O projeto também enfrenta outros desafios, como as mudanças climáticas. Construir uma nova superfície impermeável é pouco palatável nesse sentido, aponta Silvio Oksman, coordenador do curso de arquitetura e urbanismo do Ibmec.
Ele lembra que o trecho da Radial Leste –principal ligação do centro com a região mais populosa da capital– irá encobrir trechos de solo permeável no entorno da via.
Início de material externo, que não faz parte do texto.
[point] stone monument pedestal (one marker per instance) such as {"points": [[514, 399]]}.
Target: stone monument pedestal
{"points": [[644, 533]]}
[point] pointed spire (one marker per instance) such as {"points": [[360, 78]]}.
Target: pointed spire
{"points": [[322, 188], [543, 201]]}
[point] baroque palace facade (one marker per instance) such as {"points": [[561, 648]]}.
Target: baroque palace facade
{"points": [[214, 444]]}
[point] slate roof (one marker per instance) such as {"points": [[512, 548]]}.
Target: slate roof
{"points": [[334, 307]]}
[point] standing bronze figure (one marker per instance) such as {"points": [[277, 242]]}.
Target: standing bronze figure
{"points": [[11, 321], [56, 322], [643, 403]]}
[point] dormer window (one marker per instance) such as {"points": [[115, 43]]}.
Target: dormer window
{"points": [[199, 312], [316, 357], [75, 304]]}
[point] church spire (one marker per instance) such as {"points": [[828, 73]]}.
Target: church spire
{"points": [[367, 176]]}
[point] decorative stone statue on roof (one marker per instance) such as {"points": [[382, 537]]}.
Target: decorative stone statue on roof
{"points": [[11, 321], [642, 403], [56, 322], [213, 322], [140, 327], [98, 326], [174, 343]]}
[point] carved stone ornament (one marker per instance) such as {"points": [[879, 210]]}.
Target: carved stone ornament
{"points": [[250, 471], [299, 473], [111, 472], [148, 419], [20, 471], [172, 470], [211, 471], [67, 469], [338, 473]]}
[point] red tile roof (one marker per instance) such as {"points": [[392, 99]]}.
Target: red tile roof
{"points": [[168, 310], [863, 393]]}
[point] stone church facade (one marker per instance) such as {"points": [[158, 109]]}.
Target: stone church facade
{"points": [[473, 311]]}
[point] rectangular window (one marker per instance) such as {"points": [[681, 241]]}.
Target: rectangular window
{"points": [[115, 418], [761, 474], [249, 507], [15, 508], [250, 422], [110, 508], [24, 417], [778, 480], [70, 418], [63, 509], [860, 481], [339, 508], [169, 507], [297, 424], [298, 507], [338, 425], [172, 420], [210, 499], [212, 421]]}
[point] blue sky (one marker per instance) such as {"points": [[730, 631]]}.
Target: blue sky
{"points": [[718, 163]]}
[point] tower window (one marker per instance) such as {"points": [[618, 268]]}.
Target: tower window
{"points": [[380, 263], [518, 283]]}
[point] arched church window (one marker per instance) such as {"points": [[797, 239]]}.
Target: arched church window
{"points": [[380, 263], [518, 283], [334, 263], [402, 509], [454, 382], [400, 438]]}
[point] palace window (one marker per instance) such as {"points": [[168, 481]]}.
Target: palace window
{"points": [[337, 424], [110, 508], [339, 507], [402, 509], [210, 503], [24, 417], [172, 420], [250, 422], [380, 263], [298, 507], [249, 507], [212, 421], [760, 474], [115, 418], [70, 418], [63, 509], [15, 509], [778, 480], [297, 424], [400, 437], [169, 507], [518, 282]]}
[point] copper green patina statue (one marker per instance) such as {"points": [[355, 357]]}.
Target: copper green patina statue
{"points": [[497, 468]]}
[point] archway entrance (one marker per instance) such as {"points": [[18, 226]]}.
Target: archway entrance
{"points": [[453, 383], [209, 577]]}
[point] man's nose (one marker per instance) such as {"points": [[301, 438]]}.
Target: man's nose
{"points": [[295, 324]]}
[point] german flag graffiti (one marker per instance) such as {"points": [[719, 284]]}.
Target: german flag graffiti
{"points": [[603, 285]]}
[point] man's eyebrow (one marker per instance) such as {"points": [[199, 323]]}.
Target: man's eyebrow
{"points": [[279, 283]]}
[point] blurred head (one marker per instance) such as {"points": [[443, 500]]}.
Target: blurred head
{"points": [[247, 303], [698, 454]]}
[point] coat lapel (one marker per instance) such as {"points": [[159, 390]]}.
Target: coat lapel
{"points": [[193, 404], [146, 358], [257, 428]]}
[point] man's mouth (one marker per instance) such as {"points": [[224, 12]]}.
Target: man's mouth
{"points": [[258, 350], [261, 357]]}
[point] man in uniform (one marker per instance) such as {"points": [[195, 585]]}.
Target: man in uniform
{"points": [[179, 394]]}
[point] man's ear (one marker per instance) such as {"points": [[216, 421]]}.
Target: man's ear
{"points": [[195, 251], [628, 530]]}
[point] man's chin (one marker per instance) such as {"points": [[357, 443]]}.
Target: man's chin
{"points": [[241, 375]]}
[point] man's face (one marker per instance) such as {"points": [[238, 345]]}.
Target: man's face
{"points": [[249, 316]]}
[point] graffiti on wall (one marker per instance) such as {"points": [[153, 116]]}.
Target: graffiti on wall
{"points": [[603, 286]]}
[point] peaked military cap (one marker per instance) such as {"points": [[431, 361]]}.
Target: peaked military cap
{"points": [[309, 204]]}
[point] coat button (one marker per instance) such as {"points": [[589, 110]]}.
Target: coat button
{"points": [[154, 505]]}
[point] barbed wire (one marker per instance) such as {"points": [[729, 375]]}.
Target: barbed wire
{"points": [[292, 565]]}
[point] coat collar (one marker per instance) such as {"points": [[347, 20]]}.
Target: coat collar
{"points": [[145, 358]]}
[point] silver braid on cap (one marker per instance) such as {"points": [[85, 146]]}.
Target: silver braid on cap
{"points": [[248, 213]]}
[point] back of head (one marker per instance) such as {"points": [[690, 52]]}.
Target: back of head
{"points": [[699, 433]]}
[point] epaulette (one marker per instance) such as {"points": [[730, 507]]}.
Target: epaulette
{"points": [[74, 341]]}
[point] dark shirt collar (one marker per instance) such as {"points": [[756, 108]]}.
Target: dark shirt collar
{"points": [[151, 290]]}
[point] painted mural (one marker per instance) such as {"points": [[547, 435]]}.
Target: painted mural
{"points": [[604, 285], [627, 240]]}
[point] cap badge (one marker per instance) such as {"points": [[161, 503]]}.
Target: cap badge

Estudos se fazem necessários para avaliar o impacto da obra na bacia do córrego Moringuinho e no terreno com declive direcionado à alagável várzea do rio Tamanduateí.
Durante o período de execução, a obra também poderá interditar uma faixa da pista durante o dia e, à noite, até duas.
"Eu não tenho como afirmar que dará certo ou errado, mas é um projeto que corre risco de ir na contramão de questões ambientais, sociais e históricas", comenta Oksman.
Questões geográficas humanas e físicas que deverão ser abordadas durante a etapa de debate público, segundo Paulo Galli, diretor-presidente da SPP (São Paulo Parcerias), a empresa de economia mista indiretamente administrada pela prefeitura.
Ex-secretário de Desestatização e Parcerias da gestão Nunes, Galli afirma que o recente acúmulo de experiência com a privatização de bens públicos aponta caminhos para contornar problemas de outras concessões.
Transposição de vegetação e criação de áreas ajardinadas, por exemplo, são algumas das respostas a questões ambientais já previstas pelo pré-projeto.
Mirando a concessão do parque do Ibirapuera como exemplo de sucesso, ele cita o modelo de negócio, altamente dependente da circulação de pedestres, como trunfo para que a esplanada não se torne um vazio urbano ou seja subutilizada —crítica que costuma recair sobre o Vale do Anhangabaú, que foi concedido à iniciativa privada.
"O grande avanço não está apenas no modelo de concessão, mas no acompanhamento e monitoramento", diz Galli, citando reduções previstas no valor da contraprestação —a taxa que a prefeitura pagará ao concessionário— em caso de qualidade inadequada do serviço.
A contraprestação é também o principal critério para a definição do vencedor da licitação. Vencerá a empresa que cobrar a menor taxa, estimada em R$ 27,9 milhões, valor máximo já incluindo lucro. O custo operacional do equipamento é um pouco menor, de R$ 20,8 milhões.
Caso mais de uma empresa proponha abrir mão da contraprestação, será vencedora a que indicar o menor valor de aporte da prefeitura para a obra.